Four years after the Village was wracked by a night of violence rarely seen in the historic enclave, locals paused last Monday night to remember the victims of a crazed gunman.

Police officers and auxiliary police officers joined the family and friends of two fallen auxiliaries as they walked in a procession from the Sixth Precinct on W. 10th St., east across Bleecker St.

When the marchers reached Sullivan St., they were met by dozens of officers who stood at attention for an invocation and a remembrance of two young men whose bright futures were tragically ended on that night in 2007.
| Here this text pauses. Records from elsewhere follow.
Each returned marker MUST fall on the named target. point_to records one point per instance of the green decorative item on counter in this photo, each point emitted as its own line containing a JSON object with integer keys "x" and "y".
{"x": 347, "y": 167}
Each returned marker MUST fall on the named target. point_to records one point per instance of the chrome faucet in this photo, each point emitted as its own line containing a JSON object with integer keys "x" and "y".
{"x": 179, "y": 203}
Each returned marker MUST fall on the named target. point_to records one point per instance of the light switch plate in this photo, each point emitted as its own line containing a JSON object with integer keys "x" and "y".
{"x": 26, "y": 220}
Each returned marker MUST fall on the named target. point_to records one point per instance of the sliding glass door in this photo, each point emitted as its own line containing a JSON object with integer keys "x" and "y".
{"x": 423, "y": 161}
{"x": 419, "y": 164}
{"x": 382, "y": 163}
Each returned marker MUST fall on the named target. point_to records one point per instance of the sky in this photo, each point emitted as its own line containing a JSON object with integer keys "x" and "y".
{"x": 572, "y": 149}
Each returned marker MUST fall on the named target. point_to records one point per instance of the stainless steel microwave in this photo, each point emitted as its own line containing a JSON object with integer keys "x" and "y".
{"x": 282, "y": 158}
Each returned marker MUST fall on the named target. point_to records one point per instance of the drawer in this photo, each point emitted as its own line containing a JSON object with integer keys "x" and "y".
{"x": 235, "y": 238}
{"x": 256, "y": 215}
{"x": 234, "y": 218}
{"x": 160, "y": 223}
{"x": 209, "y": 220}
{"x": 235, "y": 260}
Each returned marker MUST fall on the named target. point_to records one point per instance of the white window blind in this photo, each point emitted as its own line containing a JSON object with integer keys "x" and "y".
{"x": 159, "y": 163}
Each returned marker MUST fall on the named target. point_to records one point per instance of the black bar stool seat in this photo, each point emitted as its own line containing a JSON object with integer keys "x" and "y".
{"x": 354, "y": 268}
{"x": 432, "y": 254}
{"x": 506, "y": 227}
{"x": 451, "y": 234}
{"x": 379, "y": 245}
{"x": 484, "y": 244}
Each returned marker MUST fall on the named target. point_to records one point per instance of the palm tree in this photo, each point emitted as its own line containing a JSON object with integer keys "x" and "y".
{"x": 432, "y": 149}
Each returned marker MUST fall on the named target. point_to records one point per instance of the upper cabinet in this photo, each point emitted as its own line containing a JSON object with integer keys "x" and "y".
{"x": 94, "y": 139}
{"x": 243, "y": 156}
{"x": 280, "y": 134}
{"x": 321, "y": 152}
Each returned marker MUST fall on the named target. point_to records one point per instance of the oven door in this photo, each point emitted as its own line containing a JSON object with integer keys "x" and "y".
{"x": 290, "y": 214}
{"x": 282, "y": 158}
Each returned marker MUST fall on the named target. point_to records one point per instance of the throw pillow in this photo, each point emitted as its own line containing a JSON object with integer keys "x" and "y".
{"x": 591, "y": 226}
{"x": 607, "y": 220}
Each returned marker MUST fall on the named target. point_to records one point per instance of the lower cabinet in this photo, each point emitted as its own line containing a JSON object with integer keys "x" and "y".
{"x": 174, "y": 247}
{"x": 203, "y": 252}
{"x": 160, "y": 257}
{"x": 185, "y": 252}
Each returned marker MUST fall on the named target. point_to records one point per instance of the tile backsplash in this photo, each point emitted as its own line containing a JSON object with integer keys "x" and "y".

On that warm evening of March 14, 2007, David Garvin walked into DeMarco’s Italian restaurant at West Houston and MacDougal Sts. After asking bartender Alfredo Morales for a menu, Garvin pulled out a handgun and fired 15 shots into Morales’s back.

As police responded to calls of the shooting, Garvin started walking toward Bleecker and Sullivan Sts. Two Sixth Precinct auxiliary police officers, Nicholas Pekearo, 28 and Eugene Marshalik, 19, were on patrol when their radio crackled with news of the shooting. The unarmed auxiliaries spotted Garvin approaching on Bleecker St. and ordered him to drop his backpack.

At first Garvin complied but then punched Pekearo in the face and proceeded to run up Sullivan St. It was later revealed that the backpack held a second gun and 100 bullets.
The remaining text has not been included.